Independent automotive repairers have some great news with which to go into the holiday season, with the release of draft legislation that if passed, will make it illegal for car companies to withhold information from aftermarket workshops.

A short consultation period will finish at the end of January 2021, with the law expected to come into effect soon afterwards.

Federal Assistant Treasurer Michael Sukkar with automotive repairers
Federal Assistant Treasurer Michael Sukkar with automotive repairers

Celebrating the announcement after 10 years of campaigning for repair information sharing, Australian Automotive Aftermarket Association CEO Stuart Charity said the progress was “testament to the strength and ongoing commitment of our industry to battle for so long to have the law changed”.

“We look forward to analysing the draft law and thank all the AAAA members for their steadfast campaigning to get us to this point,” he added.

“We started campaigning for this law a decade ago and have been through two government inquiries and even through a voluntary agreement in 2014, which was a complete failure.”

Mr Charity expected the car industry to fight back against the legislation and listed a number of arguments that had been rejected in overseas markets such as Europe, South Africa and North America.

“We do expect the car industry will continue to argue that there is no market failure and no need for government intervention.  This is in spite of a specific recommendation by the ACCC that the Government introduce a mandatory scheme to force car companies to share service and repair data,” he said.

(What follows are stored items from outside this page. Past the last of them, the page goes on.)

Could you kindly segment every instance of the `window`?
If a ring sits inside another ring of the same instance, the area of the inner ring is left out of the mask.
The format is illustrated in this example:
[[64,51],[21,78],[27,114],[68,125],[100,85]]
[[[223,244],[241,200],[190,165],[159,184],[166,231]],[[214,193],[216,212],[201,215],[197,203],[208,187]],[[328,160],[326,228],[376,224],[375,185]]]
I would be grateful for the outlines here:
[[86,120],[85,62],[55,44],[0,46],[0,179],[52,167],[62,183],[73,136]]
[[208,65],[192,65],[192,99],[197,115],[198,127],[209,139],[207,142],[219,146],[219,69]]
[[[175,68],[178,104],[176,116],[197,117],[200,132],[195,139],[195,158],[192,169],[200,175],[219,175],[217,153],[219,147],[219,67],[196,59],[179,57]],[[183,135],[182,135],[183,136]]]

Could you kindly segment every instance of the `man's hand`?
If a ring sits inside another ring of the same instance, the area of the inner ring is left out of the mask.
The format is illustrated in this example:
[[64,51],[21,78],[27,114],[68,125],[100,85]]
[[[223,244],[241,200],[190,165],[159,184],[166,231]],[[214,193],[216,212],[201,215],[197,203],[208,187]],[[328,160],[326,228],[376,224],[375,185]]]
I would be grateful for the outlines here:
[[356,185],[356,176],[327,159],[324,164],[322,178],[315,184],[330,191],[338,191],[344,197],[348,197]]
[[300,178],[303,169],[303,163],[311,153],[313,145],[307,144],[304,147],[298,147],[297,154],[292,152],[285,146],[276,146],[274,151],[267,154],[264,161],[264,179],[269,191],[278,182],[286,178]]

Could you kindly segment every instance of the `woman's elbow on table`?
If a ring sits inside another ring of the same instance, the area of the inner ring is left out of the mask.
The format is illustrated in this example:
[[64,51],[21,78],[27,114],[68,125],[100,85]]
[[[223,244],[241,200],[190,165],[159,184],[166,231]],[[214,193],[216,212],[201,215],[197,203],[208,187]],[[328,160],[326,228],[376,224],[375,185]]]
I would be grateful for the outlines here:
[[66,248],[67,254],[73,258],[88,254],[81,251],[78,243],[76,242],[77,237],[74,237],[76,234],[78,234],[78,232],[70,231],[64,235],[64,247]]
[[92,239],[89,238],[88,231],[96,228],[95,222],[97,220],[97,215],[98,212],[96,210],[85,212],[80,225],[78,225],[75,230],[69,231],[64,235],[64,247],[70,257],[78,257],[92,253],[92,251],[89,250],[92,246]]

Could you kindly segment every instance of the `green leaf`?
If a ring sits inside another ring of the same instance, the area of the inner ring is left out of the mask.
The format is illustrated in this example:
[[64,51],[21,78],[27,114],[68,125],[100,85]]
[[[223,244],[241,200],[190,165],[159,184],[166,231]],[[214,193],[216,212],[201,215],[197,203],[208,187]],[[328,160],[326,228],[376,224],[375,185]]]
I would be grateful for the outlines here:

“There are different solutions employed by different countries to address what is essentially a failure of the market to ensure that price, quality, supply and demand can find the equilibrium that occurs within markets that do not have unfair competition produced by the abuse of technological and market power and supply chain dominance.”

Crediting Federal Assistant Treasurer Michael Sukkar as “the prime mover” of mandating repair information sharing, Mr Charity thanked the Minister for his work.

“He has personally steered this through Government, and we thank him for his leadership,” said Mr Charity.

“This is not about favouring any one sector: The independent repair sector wants more, not less competition. When consumers have full and free choice of repairers, our markets operate efficiently, and will reward the best car companies, dealerships, independents, parts suppliers, and service providers.”